Da Ilha Grande a Hollywood: a jornada improvável do filme
"Todo mundo conhecia essa história no Brasil, mas, por incrível que pareça, nenhum produtor de cinema tinha comprado os direitos para contá-la", relatou Schurmann, que é roteirista e produtor. Membro da família Schurmann, pioneira em expedições marítimas ao redor do mundo, ele busca, por meio de suas viagens e com apoio do Programa das Nações Unidas para o Meio Ambiente (PNUMA), documentar a poluição marinha e promover soluções para a preservação dos oceanos.
O interesse internacional chegou a ele de forma inesperada, impulsionado por um trabalho anterior de Schurmann: Pequeno Segredo.
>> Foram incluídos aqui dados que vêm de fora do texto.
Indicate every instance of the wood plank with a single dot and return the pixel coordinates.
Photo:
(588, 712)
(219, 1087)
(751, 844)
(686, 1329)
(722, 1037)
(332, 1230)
Após uma campanha do filme nos Estados Unidos, um produtor estrangeiro que havia admirado seu trabalho o contatou com uma proposta. "Eles falaram assim: 'Olha, nós compramos o direito de uma história brasileira'. Aí eu falei: 'Como assim? Vocês foram até o Brasil comprar o direito da história?'", contou Schurmann.
A produtora havia descoberto a história na BBC e então enviou um advogado ao Brasil para localizar Seu João. Essa seria a primeira vez que ele seria remunerado pela sua história de amizade com Dindim.
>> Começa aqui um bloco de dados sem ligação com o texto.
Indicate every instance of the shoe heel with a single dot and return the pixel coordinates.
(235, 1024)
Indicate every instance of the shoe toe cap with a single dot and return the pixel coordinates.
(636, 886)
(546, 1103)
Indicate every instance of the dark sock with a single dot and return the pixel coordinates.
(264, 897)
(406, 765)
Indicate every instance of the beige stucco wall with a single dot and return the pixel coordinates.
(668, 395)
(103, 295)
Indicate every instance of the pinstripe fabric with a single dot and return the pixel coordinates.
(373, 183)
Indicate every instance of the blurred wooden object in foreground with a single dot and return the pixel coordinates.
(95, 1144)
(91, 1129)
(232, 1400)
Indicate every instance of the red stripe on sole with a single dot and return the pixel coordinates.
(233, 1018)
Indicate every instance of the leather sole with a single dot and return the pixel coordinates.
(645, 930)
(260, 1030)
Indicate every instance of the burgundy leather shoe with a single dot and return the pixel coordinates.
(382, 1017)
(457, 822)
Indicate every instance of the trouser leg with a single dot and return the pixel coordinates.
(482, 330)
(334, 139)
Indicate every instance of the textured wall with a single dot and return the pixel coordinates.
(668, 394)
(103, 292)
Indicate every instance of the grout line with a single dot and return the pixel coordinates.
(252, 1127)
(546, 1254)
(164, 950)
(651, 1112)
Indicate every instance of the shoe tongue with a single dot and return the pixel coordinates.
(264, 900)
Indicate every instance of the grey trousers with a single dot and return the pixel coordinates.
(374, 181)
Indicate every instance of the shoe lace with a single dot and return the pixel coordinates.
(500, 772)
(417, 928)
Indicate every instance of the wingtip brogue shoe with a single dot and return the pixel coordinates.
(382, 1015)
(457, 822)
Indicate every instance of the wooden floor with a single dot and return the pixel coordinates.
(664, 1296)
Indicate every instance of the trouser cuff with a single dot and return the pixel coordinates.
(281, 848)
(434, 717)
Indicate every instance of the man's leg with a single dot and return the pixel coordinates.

Bastidores do filme "Meu Amigo Pinguim" no Brasil
Foto: Ellen C. Camp
O convite para dirigir o filme surpreendeu Schurmann. "Eu pensei: 'Caramba, mas, pera aí, eu tô aqui em Hollywood, tendo uma reunião com eles sobre uma história lá na Ilha Grande'. Que loucura é isso", recorda o diretor. A justificativa dos produtores americanos foi a busca por autenticidade: por ser uma história brasileira, fazia sentido que um brasileiro a contasse.
A primeira grande batalha foi convencer o estúdio a filmar no Brasil, já que a produção estava planejada para a Espanha devido a incentivos fiscais. Schurmann, com a ajuda do produtor João Roni, insistiu durante seis meses na singularidade da paisagem local. "Não tem outro lugar no mundo igual. E eu já dei a volta ao mundo algumas vezes, então sei disso", argumentou. A estratégia foi trazê-los para ver com os próprios olhos, e o desfecho foi o esperado: a equipe se apaixonou pelo local e a produção veio para o Brasil.
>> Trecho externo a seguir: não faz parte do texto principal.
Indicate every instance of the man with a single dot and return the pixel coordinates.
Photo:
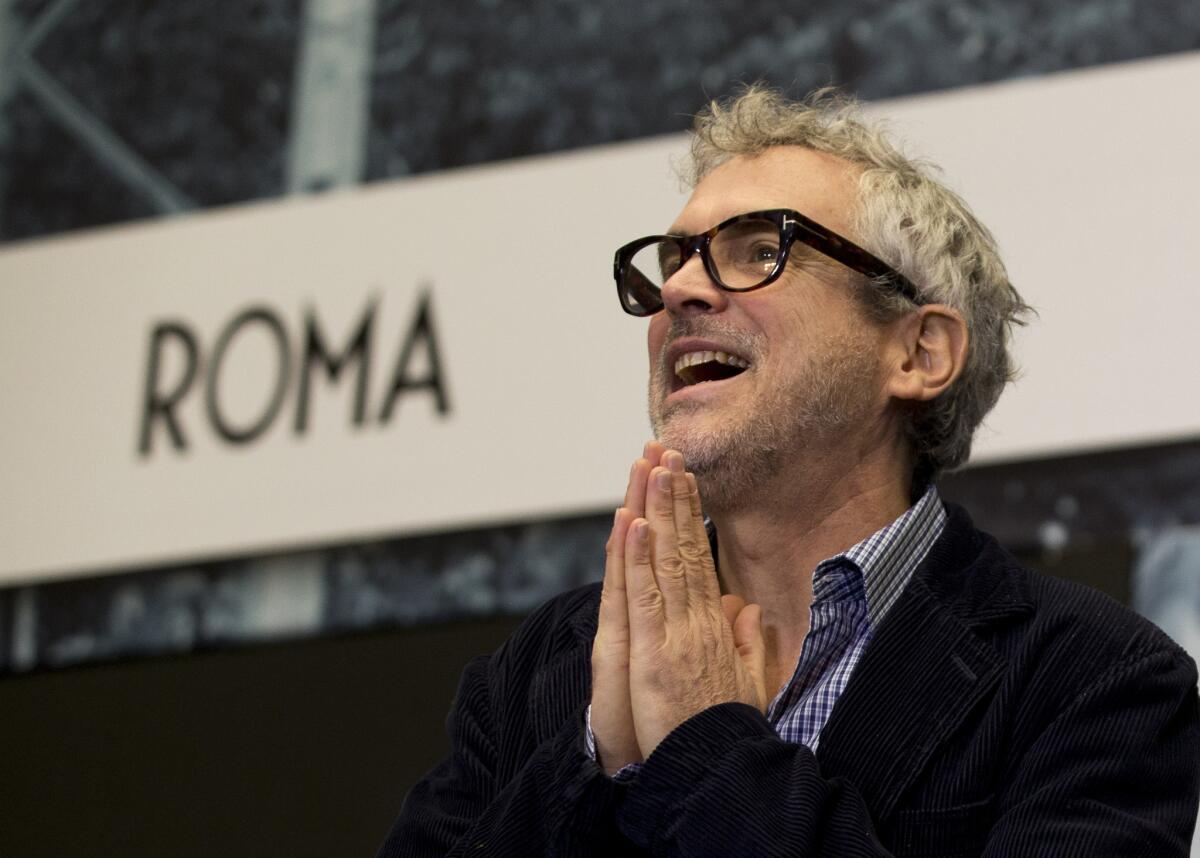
(835, 663)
"Foi muito linda a forma como uma história que é vizinha nossa acabou indo para o outro lado do mundo e a trouxemos de volta", disse.
Sucesso global e uma recepção além das fronteiras
O diretor ainda recebe mensagens de espectadores incrédulos com a veracidade da amizade, questionando: "Mas é verdade mesmo? O Dindim voltou mesmo por anos?". Para ele, essa é a prova do impacto de uma narrativa que mostra a "retribuição" de um animal e uma conexão tão surpreendente.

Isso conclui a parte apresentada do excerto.